Esta realidade poderia mudar: quatro grandes cidades, que somam 14 milhões de habitantes, vão lançar frotas de ônibus elétricos chineses durante o primeiro semestre de 2019 e outras quatro iniciarão projetos de implantação.
Santiago (Chile)
Desde dezembro circulam por Santiago 100 ônibus elétricos do fabricante chinês BYD, o que transformou a capital chilena na proprietária da maior frota elétrica da América Latina (e do mundo também, excetuando-se a China).
Estes ônibus, aos quais em breve se somarão outros 100 da marca Yutong, que chegaram ao Chile no decorrer do mês de janeiro, são a principal aposta do Transantiago, o sistema de mobilidade urbana rápida (conhecido em inglês como bus rapid transit ou BRT), por tornar mais verde o transporte público em uma cidade onde a poluição e a qualidade do ar se tornaram temas centrais da agenda pública.
A eles se somarão, este ano, outros 490 ônibus com motores a diesel, mas com padrão Euro VI de tecnologia menos poluente.
Para torná-lo realidade, o Transantiago, que transporta 60% dos santiaguinos, conseguiu romper algumas das barreiras que dificultam os elétricos em outros países. Contou com financiamento do governo de Sebastián Piñera, que apresentou pessoalmente os primeiros ônibus que chegaram em dezembro e que converteu a ‘eletromobilidade’ em um dos eixos de sua Rota Energética 2018-2022 (comprometendo-se a multiplicar por dez o número de veículos elétricos rodando em um prazo de três anos).
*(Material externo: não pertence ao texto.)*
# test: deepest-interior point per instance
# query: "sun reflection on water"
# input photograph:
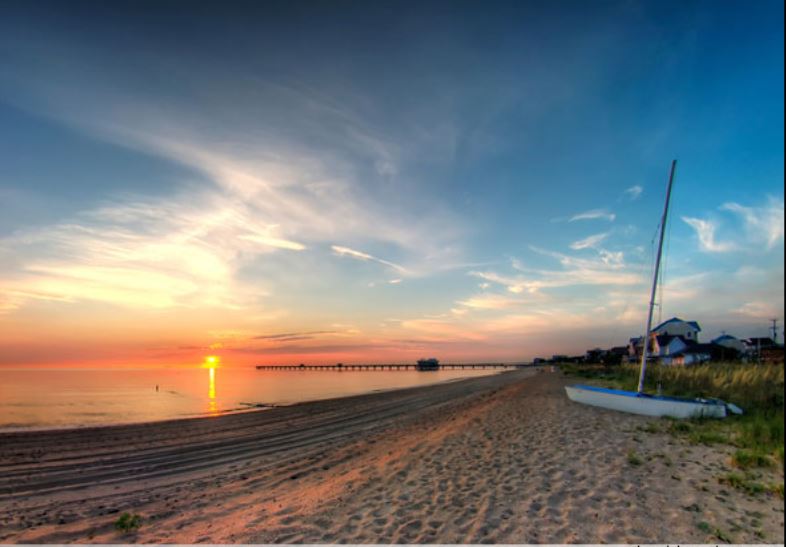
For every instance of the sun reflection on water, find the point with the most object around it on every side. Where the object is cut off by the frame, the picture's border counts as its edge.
(211, 364)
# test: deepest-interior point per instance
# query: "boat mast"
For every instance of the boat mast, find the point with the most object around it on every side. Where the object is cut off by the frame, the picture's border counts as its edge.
(645, 350)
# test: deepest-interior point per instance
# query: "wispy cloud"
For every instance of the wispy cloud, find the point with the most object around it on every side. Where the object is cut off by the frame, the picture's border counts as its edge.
(589, 242)
(705, 230)
(594, 214)
(756, 228)
(360, 255)
(292, 335)
(762, 224)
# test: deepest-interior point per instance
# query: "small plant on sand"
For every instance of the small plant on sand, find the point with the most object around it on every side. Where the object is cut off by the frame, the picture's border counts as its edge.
(128, 523)
(633, 458)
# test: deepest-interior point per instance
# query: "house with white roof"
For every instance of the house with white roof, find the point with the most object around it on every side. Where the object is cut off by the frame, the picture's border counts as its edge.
(689, 330)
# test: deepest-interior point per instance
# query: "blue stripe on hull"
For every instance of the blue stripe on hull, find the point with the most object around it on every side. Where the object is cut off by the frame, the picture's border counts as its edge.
(624, 393)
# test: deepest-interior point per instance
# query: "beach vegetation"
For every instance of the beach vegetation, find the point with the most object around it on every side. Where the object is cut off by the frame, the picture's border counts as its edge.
(745, 459)
(756, 388)
(128, 522)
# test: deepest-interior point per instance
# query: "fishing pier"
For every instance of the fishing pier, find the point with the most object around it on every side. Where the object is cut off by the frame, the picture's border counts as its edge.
(395, 366)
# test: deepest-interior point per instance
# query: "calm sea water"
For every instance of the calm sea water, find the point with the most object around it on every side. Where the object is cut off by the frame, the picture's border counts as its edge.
(41, 399)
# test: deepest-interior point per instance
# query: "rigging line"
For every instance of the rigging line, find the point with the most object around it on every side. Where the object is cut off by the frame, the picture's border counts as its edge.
(664, 269)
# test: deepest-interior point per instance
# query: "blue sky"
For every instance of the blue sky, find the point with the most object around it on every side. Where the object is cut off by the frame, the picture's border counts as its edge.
(383, 179)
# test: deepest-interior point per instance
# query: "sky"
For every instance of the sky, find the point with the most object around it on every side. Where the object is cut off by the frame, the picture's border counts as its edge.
(285, 182)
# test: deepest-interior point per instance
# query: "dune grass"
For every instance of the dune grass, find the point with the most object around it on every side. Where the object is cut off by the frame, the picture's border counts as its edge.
(758, 389)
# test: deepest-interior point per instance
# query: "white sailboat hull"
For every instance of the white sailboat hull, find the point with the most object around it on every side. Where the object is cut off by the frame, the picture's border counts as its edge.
(646, 405)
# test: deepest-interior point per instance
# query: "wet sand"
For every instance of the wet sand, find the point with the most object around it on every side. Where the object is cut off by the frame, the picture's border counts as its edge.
(504, 459)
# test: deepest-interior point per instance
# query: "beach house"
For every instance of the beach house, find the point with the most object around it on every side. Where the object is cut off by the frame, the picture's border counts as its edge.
(673, 342)
(687, 330)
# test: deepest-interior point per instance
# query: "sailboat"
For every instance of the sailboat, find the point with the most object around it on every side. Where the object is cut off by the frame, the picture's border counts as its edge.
(638, 402)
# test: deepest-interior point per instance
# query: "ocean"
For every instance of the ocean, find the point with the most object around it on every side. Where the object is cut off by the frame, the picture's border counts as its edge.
(38, 398)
Por sua vez, o gigante elétrico italiano Enel trabalha próximo aos gestores do setor de transporte, instalando 100 estações de recarga na cidade.
“Na compra dos ônibus elétricos, influenciou bastante a vontade do Ministério de Transportes e Telecomunicações de contar com esta tecnologia. Diferente de situações anteriores, foi o próprio Ministério que comprou os ônibus através de negociação direta, sem licitação. Somou-se a isto o apoio da Enel, especialmente para fornecer a infraestrutura de recarga, que permitiu tornar o processo muito mais rápido”, explica Franco Basso, diretor do Centro de Inovação em Transporte e Logística da Universidade Diego Portales.
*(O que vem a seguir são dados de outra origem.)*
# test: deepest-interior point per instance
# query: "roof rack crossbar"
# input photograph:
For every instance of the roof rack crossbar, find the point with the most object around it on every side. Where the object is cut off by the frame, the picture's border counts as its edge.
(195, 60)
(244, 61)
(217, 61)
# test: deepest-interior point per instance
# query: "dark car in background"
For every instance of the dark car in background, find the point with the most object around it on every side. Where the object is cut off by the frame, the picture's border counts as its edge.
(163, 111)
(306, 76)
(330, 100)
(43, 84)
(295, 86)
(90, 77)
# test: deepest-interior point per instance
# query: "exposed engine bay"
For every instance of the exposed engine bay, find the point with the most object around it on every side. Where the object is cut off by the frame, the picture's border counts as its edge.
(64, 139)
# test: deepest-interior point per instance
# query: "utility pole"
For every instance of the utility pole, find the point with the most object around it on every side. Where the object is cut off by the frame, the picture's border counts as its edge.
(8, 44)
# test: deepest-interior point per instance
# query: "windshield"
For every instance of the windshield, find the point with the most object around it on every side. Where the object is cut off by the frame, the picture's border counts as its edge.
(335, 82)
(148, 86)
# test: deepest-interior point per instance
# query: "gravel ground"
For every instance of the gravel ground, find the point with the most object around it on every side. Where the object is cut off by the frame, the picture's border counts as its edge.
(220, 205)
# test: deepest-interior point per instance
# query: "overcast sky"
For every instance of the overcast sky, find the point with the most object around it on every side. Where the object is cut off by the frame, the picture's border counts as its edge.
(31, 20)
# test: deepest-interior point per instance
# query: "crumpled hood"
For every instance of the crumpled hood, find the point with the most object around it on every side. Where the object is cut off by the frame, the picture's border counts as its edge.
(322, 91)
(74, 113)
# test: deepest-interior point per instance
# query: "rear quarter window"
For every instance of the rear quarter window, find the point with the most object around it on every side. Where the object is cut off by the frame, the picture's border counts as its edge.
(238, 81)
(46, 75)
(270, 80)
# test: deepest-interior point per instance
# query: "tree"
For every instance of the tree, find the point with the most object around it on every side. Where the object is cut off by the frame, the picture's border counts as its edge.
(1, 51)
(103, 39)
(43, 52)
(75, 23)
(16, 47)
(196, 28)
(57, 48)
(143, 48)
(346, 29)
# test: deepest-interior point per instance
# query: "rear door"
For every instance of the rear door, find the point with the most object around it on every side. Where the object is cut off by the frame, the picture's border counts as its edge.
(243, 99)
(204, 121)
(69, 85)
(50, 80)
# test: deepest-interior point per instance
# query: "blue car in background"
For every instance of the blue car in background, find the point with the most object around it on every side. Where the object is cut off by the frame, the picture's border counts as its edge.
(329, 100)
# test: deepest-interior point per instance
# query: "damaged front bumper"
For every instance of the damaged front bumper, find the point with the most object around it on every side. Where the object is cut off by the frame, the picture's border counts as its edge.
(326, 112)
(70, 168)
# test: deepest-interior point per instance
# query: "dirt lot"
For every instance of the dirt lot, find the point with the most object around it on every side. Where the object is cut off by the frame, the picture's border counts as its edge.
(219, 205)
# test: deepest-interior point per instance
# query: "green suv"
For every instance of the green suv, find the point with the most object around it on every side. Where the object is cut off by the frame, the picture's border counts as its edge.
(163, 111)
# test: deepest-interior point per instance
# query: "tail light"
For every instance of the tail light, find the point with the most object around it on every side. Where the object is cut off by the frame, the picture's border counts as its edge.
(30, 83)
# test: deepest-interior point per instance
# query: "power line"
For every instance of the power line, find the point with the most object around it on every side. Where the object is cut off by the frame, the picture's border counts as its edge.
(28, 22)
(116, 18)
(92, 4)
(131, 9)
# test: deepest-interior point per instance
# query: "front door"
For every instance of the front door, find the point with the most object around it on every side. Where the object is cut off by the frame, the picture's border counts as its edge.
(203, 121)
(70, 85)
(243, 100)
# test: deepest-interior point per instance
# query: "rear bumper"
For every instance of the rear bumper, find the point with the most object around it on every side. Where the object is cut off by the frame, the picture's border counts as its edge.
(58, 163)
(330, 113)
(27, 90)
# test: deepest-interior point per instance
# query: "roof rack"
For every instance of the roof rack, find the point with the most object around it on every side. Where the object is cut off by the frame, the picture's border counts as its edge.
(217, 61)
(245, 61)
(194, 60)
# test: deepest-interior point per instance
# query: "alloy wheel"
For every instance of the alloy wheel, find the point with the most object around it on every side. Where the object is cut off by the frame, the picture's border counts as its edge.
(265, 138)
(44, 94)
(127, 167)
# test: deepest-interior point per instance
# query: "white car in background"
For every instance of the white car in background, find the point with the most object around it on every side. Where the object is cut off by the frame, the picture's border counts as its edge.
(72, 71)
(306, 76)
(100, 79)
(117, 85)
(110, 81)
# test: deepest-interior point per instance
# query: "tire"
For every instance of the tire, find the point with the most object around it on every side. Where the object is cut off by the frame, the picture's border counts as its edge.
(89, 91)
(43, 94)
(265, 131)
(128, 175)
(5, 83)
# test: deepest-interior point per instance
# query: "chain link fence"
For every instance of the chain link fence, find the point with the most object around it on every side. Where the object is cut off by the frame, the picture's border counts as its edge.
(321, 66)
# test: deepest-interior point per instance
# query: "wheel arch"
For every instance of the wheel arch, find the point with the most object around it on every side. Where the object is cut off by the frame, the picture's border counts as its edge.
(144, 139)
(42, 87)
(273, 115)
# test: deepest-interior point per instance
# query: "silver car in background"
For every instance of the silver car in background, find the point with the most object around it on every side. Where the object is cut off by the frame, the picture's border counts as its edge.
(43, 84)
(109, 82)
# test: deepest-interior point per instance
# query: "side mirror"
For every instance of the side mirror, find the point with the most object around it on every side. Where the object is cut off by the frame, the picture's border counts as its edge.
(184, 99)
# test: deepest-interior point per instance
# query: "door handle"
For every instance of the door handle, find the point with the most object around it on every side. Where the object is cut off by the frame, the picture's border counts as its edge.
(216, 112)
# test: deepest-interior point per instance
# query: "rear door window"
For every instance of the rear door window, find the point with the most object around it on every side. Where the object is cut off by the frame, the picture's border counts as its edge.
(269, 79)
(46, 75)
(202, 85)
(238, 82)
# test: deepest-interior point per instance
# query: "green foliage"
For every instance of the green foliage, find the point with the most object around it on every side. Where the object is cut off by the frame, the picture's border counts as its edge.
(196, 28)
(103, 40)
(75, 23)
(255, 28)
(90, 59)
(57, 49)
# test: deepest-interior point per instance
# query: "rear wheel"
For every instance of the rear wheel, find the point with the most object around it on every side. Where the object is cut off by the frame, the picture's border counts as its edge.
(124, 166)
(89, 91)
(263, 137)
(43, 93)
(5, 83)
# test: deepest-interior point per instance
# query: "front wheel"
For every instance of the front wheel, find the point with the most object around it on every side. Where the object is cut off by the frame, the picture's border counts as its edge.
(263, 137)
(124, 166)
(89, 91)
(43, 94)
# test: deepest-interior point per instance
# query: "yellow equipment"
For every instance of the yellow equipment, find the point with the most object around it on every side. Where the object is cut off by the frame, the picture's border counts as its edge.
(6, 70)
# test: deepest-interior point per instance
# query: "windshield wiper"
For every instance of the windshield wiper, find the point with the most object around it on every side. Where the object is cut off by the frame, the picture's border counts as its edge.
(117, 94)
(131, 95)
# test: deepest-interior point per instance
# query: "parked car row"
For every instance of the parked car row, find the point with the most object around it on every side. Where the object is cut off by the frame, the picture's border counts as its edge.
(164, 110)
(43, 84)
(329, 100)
“O caso de Santiago é muito interessante porque há uma aliança entre os gestores privados, os fabricantes e os distribuidores de energia”, disse Darío Hidalgo, pesquisador do Centro Ross para Cidades Sustentáveis no Instituto de Recursos Mundiais (WRI), que acompanhou de perto essa discussão.
Medellín e Cali (Colômbia)
Pouco antes da virada do ano, Medellín anunciou que a empresa chinesa BYD ganhou o contrato para trazer 64 ônibus elétricos ao país.
Em agosto, com a incorporação destes veículos ao sistema Metroplús, a segunda cidade da Colômbia se converterá, também, em proprietária da segunda maior frota elétrica da região, depois de Santiago. A compra, feita exclusivamente com recursos do governo local, foi decidida após uma licitação na qual as outras duas empresas proponentes também ofereciam ônibus de fabricação chinesa (das marcas Yutong e Zhongtong Bus).
Cali segue seu exemplo, tendo anunciado, umas semanas antes, sua meta de introduzir 125 ônibus elétricos no sistema de transporte MIO. O primeiro grupo de 26 veículos, fabricados pela empresa chinesa Sunwin Bus Corporation, vai chegar em maio à terceira cidade colombiana.
Medellín e Cali serão, assim, as primeiras cidades a se aproximar da meta fixada pela Colômbia em seus compromissos do Acordo de Paris de substituir 75% dos ônibus públicos, em sete cidades, por veículos de zero emissão até 2040.
A tecnologia elétrica tem um atrativo adicional para a Colômbia: como noticiamos, 70% da eletricidade provém de hidroelétricas, o país tem una matriz energética muito mais limpa que a maioria dos países e, portanto, os ônibus contribuiriam para um conceito de energia ainda mais verde.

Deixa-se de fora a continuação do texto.